Aku tahu apa yang akan aku perbuat, supaya apabila aku dipecat dari jabatanku sebagai bendahara, ada orang yang akan menampung aku di rumah mereka". Ia mendapat solusi cemerlang. Lantas ia panggil seorang demi seorang yang berhutang kepada tuannya. Kepada yang berhutang seratus tempayan minyak, dimintanya membuat surat hutang  lima puluh tempayan. Kepada yang berhutang seratus pikul gandum, disuruhnya menulis delapan puluh pikul.
Bendahara yang tidak jujur itu melakukan tindakan antisipatif. Kelak pada saat dipecat tuannya ia bisa minta bantuan kepada mereka yang hutang-hutangnya dikurangi.Â
Mereka akan balas budi dan dengan  senang hati pasti mau menolongnya. Sebab sebagai bendahara, dia berkuasa  menentukan jumlah sewa yang harus dibayar. Keputusan yang dibuatnya sah dan berlaku. Tuannya tidak dapat mengubah keputusannya. Sebuah solusi antisipatif penyelamatan diri yang cerdik, efektif  walau licik, menipu, tidak jujur.

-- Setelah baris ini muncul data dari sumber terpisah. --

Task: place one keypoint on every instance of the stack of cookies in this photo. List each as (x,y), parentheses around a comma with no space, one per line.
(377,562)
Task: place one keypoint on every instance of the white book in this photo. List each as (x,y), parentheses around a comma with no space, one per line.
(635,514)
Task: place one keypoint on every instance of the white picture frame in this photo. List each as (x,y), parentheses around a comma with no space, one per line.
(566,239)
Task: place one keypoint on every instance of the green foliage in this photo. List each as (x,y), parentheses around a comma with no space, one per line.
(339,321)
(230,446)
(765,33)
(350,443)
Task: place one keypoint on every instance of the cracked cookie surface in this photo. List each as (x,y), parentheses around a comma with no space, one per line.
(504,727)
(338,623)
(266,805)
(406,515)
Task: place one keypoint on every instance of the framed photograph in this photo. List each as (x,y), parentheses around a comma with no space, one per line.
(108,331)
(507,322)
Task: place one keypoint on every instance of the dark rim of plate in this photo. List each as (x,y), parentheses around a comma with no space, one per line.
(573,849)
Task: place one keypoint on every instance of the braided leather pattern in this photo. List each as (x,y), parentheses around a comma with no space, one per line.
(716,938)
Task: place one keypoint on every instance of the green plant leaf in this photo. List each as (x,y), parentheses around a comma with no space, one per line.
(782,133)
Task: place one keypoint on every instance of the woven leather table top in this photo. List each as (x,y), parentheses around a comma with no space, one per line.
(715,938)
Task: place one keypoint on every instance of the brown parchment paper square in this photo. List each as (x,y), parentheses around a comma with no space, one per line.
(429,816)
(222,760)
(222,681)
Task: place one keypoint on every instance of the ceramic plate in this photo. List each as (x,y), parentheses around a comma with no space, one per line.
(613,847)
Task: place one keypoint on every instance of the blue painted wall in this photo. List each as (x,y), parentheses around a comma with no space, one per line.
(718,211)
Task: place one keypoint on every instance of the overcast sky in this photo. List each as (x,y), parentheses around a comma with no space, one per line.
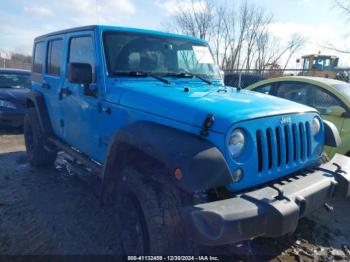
(22,20)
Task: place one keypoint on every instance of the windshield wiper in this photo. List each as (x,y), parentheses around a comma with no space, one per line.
(140,74)
(187,74)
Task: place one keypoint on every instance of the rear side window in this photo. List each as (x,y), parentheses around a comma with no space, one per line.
(39,57)
(54,57)
(81,51)
(265,89)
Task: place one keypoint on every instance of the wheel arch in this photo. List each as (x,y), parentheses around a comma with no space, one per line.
(146,144)
(35,99)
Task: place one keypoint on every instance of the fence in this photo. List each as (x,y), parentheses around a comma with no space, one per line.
(243,78)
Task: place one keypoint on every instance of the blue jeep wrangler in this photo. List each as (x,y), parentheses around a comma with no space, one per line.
(184,160)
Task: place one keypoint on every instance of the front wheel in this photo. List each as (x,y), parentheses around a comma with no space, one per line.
(148,216)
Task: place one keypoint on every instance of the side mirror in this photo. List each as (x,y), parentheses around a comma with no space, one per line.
(80,73)
(346,114)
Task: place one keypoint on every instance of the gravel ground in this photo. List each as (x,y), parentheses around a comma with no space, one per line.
(49,211)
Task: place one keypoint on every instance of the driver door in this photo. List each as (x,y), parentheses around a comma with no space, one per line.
(79,109)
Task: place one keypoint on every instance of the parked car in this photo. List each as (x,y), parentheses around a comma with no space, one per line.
(183,159)
(14,86)
(330,97)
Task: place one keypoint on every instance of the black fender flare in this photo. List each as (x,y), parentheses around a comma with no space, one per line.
(36,99)
(332,137)
(202,164)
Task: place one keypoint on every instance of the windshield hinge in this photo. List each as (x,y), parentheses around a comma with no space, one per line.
(208,123)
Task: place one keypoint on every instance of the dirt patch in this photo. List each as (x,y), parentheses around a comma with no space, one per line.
(51,211)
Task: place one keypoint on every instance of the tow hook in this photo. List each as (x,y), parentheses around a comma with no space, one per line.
(328,207)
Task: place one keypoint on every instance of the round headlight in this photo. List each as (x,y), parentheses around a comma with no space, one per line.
(316,126)
(236,142)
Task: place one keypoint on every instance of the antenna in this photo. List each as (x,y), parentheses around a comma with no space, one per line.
(97,12)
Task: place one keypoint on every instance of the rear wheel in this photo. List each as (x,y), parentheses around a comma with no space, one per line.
(148,216)
(38,155)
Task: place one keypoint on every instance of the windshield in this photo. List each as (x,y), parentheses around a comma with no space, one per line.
(10,80)
(343,89)
(138,52)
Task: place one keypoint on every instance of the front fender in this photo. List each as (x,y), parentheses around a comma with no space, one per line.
(203,165)
(36,99)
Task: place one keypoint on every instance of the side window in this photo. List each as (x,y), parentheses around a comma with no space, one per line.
(54,57)
(297,92)
(323,99)
(81,50)
(39,57)
(265,89)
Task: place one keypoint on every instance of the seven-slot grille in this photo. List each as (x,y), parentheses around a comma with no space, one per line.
(283,145)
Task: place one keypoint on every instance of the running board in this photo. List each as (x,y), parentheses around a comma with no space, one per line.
(81,157)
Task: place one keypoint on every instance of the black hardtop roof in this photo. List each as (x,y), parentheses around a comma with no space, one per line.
(70,30)
(14,71)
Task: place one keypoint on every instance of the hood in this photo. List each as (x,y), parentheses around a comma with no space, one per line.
(17,95)
(192,107)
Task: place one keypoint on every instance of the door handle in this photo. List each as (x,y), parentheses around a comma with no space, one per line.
(46,85)
(64,91)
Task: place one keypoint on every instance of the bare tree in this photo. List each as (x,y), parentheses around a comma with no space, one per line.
(344,7)
(238,34)
(195,19)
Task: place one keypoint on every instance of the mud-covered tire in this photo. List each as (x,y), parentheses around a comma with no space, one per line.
(37,154)
(148,216)
(324,158)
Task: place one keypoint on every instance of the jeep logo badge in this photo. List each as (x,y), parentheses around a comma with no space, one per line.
(286,120)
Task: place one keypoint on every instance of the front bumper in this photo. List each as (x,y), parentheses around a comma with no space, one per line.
(272,211)
(11,119)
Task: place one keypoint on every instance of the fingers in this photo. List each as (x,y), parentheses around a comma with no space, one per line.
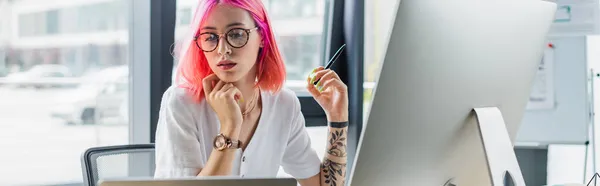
(333,82)
(207,83)
(318,76)
(311,87)
(233,93)
(226,87)
(219,85)
(329,74)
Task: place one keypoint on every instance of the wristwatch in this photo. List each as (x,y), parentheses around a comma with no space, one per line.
(223,142)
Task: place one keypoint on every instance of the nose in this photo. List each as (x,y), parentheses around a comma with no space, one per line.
(223,47)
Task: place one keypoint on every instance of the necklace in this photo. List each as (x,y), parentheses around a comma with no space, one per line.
(252,102)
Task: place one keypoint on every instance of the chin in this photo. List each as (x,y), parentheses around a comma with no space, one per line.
(229,77)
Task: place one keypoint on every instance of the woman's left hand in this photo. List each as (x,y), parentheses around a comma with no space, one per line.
(330,92)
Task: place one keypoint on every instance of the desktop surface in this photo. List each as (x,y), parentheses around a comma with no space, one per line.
(444,59)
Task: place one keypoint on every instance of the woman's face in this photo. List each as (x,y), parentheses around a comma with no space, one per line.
(237,42)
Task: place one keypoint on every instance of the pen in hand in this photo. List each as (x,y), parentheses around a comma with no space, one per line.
(333,59)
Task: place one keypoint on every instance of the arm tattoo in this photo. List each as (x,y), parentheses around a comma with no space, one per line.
(333,168)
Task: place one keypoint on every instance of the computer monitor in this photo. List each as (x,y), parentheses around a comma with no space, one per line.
(445,59)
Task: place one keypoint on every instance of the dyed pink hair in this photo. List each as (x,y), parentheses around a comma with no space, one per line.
(193,65)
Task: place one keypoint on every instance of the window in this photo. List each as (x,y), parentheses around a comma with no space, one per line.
(185,16)
(379,17)
(301,48)
(48,119)
(52,22)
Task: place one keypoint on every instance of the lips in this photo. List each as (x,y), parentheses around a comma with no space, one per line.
(226,65)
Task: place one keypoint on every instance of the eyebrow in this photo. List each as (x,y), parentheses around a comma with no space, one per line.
(229,25)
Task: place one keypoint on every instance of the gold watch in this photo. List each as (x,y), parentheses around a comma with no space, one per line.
(223,142)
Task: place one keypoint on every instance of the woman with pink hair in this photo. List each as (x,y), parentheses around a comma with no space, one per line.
(228,112)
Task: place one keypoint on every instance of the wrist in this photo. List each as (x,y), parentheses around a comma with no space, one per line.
(338,125)
(232,132)
(339,118)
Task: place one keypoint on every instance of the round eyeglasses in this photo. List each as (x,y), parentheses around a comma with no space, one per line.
(237,38)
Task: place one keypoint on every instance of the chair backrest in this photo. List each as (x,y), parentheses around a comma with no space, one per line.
(117,162)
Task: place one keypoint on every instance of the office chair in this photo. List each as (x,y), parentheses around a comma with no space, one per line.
(117,162)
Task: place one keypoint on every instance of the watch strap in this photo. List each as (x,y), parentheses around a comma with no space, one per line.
(338,124)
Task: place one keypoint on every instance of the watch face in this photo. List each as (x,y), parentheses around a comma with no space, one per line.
(220,142)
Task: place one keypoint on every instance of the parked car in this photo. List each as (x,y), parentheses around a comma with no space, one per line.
(99,96)
(40,76)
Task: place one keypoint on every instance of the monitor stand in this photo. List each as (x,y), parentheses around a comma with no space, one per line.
(493,149)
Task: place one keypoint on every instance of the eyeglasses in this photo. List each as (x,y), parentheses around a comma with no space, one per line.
(237,38)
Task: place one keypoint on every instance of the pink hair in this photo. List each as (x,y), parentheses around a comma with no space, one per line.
(193,65)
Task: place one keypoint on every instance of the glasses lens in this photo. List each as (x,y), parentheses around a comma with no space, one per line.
(208,41)
(237,37)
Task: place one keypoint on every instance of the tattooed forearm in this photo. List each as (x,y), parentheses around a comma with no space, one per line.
(333,169)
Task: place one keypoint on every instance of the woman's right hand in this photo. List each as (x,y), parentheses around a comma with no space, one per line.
(223,99)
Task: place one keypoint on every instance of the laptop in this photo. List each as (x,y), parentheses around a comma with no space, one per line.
(204,181)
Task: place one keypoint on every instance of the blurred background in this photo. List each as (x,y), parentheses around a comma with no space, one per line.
(64,76)
(66,80)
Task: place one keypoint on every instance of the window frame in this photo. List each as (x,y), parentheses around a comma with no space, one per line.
(152,31)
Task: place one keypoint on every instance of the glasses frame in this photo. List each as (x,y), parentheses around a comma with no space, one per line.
(219,36)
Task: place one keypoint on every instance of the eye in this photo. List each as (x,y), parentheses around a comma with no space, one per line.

Mengetahui siasat bendaharanya itu, tuannya memberikan pujian atas kelihaian solusinya. Tuan itu mengakui kecerdikan sang bendahara, meski tidak menyetujui tindakan curangnya.
Benarkah anak-anak dunia ini lebih cerdik terhadap sesamanya dari pada anak-anak terang? Jika untuk keselamatan duniawi, orang begitu cerdik, kreatif, antisipatif, kenapa orang tidak melakukan yang sama untuk keselamatan abadinya? Mengapa orang masih begitu "sembrono" lalai, main-main, tidak serius  memandang "enteng" kehidupan kekalnya? Sudahkah dengan cerdik mengupayakan keselamatan kekal?